If Theresa May’s Brexit deal doesn’t pass the third time, Britain will be entirely at Brussels’ mercy
One last chance
BREXIT’S only prayer now, incredibly, is that Theresa May brings her battered deal back for a third final vote and that Tory backbenchers and the DUP support it.
Every other solution is a disaster, or a non-starter.
The PM’s deal is unpopular with both Parliament and the public. But wait until we are saddled with a supersoft non-Brexit instead. Voters aren’t stupid. They will know they have been mugged and take revenge at the ballot box
Remainer MPs are desperate to bury the PM’s deal forever. They know this is their moment.
Witness Chancellor Philip Hammond urging a new “consensus” — presumably with Corbyn, who after Wednesday night’s voting carnage appears to think he’s in charge.
He will champion a permanent customs union or “Norway Plus”. Either will smother our new independence at birth.
Do the Tory ERG group grasp now how bad this could get?
Attorney General Geoffrey Cox is busy trying to convince the DUP the union IS safe under Mrs May’s deal, a day after his own needlessly brutal legal advice helped shoot it dow
Today Remainer MPs will vote for Mrs May to beg the EU for extra time, postponing Brexit and almost completing our humiliation before the world.
And unless her deal can pass within days, we will be entirely at Brussels’ mercy.
You wasters
WHEN was the last time the Government brought in a major building project early and under budget?

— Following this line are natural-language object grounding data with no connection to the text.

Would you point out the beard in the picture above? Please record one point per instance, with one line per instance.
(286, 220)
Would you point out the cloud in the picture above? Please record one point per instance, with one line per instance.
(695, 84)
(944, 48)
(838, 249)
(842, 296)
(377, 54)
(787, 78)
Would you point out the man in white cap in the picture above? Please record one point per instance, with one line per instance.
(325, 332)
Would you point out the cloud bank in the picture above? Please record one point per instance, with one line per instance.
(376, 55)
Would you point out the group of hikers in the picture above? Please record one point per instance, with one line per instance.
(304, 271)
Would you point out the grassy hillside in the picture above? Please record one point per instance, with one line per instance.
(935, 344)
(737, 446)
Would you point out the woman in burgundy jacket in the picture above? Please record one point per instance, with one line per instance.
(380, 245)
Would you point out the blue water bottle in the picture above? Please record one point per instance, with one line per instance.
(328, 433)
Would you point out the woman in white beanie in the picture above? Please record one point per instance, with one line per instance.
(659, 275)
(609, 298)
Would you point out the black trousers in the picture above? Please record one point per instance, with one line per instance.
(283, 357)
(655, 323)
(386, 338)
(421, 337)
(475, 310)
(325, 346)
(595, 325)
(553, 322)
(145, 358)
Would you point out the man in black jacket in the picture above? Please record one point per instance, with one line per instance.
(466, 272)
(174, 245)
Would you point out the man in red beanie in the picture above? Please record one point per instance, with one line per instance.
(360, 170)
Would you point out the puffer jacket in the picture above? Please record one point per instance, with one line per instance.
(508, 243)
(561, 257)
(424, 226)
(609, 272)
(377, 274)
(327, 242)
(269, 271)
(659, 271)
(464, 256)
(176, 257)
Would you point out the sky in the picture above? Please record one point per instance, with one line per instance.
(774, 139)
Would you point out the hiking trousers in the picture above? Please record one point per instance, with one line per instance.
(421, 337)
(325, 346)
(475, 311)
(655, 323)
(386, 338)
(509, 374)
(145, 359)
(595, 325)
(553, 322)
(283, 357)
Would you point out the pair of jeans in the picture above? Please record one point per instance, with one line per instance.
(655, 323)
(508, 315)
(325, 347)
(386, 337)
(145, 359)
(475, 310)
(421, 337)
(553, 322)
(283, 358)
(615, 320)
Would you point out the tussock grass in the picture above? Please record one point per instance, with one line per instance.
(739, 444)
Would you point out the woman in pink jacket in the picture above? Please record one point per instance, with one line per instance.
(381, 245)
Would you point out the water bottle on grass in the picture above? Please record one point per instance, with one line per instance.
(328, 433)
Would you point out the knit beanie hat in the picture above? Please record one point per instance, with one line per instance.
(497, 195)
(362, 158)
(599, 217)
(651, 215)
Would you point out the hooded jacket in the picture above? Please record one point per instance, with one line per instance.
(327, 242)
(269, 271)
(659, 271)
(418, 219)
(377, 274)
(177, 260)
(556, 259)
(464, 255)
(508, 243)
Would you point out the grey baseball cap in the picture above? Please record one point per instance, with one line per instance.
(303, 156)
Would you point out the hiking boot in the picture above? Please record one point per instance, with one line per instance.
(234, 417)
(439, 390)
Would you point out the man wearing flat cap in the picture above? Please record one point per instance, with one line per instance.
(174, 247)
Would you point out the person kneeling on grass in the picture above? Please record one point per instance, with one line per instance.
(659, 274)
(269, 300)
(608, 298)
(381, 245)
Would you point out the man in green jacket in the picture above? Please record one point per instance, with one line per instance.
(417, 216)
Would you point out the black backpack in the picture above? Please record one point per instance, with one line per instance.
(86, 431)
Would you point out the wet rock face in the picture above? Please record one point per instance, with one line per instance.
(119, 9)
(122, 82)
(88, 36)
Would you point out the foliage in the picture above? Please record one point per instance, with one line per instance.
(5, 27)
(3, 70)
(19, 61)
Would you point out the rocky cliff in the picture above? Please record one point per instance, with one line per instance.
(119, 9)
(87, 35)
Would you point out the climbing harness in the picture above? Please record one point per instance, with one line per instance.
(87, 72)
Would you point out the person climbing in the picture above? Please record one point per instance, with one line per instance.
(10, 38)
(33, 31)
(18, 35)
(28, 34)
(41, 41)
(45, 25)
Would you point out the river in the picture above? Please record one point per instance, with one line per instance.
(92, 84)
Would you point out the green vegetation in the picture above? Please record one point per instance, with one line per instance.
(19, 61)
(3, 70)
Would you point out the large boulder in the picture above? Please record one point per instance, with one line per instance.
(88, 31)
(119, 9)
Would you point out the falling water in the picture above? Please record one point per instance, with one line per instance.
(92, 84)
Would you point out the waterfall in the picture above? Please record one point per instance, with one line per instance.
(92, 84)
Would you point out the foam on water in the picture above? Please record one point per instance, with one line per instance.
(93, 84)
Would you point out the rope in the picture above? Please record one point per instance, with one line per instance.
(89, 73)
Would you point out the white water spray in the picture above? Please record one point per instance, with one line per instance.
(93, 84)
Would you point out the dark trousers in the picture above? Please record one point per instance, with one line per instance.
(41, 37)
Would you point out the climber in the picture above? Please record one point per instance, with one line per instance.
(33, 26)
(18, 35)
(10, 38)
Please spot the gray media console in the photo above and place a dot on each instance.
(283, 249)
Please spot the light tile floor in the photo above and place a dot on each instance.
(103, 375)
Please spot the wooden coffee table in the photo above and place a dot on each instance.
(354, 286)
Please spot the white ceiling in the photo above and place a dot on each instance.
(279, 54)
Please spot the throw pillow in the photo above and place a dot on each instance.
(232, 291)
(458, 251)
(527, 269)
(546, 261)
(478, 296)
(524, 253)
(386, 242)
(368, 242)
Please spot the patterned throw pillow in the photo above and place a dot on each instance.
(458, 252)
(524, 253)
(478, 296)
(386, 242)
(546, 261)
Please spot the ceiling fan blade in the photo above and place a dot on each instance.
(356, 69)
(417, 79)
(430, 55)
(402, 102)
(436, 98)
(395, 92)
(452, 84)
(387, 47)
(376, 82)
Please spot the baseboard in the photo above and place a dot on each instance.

Vast sums of our money are splurged with scandalous abandon. Estimates are tripled or quadrupled. Look at HS2. Or the spiralling bill for smart meters.
The National Audit Office boss reckons Ministers spend big with “unaccountable bravado”, fancying themselves “as chief executives, without the qualifications”.
It is time to hold them accountable. If they sign off on a project, only to see it become a gravy train for all involved, that politician should walk the plank.
The Chancellor’s review into infrastructure spending is long overdue.
We must cut this profligate waste.
Bloody outrage
THE double standards are appalling.
Seventeen old soldiers will discover today if they will be charged over the deadly chaos of Bloody Sunday in 1972.
Meanwhile an Irishman suspected of the cold-blooded murder of World War Two hero Airey Neave MP in 1979 runs a bar in Majorca, free as a bird. Much like 200-plus IRA men with a supposedly free pass from the Blair Government.
Successive Tory Defence Secretaries have talked a good game about protecting veterans from prosecution over incidents long in the past on active duty.
We are about to find out if it was just that . . . talk.